Сочетание моих рук в пене и мыслей о том, должен был я уже трахнуть Николь к этому времени или нет, о том, как давно я вообще не разряжался, что ж… иногда что-то начинает происходить еще до того, как ты это сам осознаешь.

Папа всегда говорил, что передернуть самому – это для лузеров, которые не могут заполучить девчонку, чтобы сделала это за них. Я не передергивал себе… черт… очень давно. Может, с тех пор, как мне было пятнадцать. Если бы я хорошенько об этом подумал, то смог бы сказать точную дату, но я был больше заинтересован в своей растущей эрекции и мыслях о Румпель.

Может, «спустить» пару раз не было такой уж плохой идеей.
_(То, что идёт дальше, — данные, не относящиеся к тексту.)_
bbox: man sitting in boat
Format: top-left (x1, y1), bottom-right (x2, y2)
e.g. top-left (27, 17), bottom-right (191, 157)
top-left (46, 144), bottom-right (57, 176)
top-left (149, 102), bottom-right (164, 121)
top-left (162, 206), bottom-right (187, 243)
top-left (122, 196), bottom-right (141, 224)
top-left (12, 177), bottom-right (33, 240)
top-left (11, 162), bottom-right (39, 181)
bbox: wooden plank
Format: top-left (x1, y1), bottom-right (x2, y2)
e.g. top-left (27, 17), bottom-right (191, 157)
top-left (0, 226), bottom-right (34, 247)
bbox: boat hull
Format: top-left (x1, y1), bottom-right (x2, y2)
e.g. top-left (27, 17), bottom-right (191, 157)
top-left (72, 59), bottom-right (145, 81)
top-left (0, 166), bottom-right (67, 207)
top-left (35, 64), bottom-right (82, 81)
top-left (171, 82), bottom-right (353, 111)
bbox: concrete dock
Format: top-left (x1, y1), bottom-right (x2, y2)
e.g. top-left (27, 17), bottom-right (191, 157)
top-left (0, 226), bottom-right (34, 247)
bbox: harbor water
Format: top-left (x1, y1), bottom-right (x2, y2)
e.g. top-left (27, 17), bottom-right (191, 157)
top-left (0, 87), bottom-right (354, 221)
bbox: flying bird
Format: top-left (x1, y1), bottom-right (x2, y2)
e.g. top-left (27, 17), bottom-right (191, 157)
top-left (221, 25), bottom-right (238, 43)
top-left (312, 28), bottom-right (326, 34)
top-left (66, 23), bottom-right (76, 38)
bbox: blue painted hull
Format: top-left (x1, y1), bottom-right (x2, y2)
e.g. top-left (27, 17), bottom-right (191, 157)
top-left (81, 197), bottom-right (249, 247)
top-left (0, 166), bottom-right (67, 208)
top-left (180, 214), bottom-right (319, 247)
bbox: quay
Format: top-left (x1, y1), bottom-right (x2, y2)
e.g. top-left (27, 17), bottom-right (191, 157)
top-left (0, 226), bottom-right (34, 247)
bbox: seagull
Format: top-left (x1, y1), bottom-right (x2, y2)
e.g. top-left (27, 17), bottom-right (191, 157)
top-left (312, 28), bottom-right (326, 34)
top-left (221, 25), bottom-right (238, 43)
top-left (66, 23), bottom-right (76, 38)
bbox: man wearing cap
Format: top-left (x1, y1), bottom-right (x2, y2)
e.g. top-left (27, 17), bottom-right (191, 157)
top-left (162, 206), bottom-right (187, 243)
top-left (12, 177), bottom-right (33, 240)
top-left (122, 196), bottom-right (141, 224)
Я закрыл глаза и обхватил рукой член.

Я представил, как она пробирается в ванную и открывает дверцу душевой. Ее рука тянется и обнимает меня за пояс, а пальцы обхватывают мой пенис. Она ласкает меня сначала медленно – перенося мыло с моего тела на мой ствол, отчего он становится гладким и скользким. Ее пальцы чуть усиливают захват, скользя вдоль моего члена вверх, а затем вниз. Другой рукой она пробегает по моим яйцам, нежно поигрывая с ними, пока прижимается своим телом к моей спине. Я чувствую ее соски на своей коже.

Я уперся раскрытой ладонью в стену душевой и прислонился к ней, прижимаясь всем весом к прохладной плитке, в то время как вторая начала работать чуть быстрее. Мысли пустились вскачь.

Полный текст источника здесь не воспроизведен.